Quelles œuvres sur d’autres supports considères-tu comme essentielles à tes yeux, ton cœur et ton esprit ?

En ce moment je suis très inspirée par le travail de certaines performeuses, notamment Déborah De Robertis, Aj dirtystein, Marina Abramovic, ORLAN. Le corps est un outil politique extrêmement puissant, et j’aimerais un jour pouvoir créer quelque chose avec ça. Sinon je vais assez régulièrement au Palais de Tokyo, qui est pour moi un des lieux parisiens les plus nourrissants en matière d’art contemporain. Cela fait un moment que je n’ai pas lu de roman et ça me manque. Mes livres de chevet actuels sont plutôt des essais orientés soit vers le féminisme, soit vers la psychanalyse.

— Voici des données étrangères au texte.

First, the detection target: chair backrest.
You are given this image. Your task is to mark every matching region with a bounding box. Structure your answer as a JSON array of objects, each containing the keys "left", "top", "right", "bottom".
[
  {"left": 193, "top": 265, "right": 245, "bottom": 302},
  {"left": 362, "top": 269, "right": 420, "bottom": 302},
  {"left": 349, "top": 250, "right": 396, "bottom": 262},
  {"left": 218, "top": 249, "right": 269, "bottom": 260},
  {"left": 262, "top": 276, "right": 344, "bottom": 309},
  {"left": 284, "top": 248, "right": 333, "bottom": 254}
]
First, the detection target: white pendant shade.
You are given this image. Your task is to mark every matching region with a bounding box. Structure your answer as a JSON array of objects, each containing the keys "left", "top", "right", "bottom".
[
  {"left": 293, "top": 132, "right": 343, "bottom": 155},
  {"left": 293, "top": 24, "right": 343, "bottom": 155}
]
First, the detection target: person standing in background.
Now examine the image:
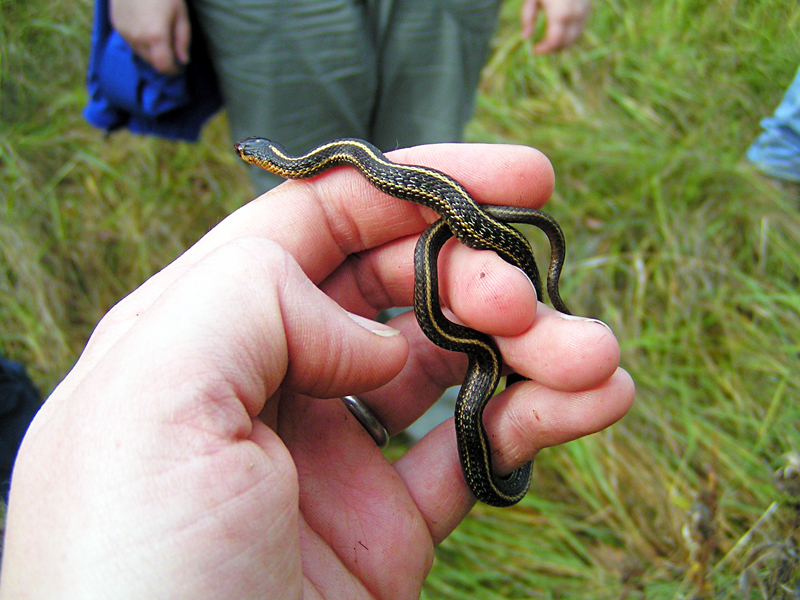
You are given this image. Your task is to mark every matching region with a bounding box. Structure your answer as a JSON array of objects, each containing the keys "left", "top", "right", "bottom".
[
  {"left": 747, "top": 64, "right": 800, "bottom": 187},
  {"left": 110, "top": 0, "right": 589, "bottom": 193}
]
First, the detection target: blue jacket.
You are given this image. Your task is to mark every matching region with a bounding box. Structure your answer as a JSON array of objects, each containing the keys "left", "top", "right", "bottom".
[{"left": 83, "top": 0, "right": 222, "bottom": 142}]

Vas-tu présenter les titres de FEMME LOUVE sur scène ?

Oui. Mon musicien Mathieu Calmelet et moi avons déjà commencé à faire vivre cet album en live depuis un petit moment. Il y a encore de très jolies dates qui se dessinent. Notamment le 1er avril au Quartier Libre à Bordeaux et le lendemain au Café Brun, toujours à Bordeaux. Les 20, 21, 22 avril, j’ai l’immense honneur d’être invitée par ORLAN, la papesse de l’art charnel, lors de sa carte blanche donnée au club Salò à Paris. Le 22 mai aura lieu ma release party au Supersonic à Paris. Puis je jouerai au Chaff à Bruxelles, le lendemain de mon emménagement dans cette nouvelle et palpitante ville, le 26 juin prochain.

L’album FEMME LOUVE de Circé Deslandes sera disponible à compter du 19 mai 2017 (Arcane 19).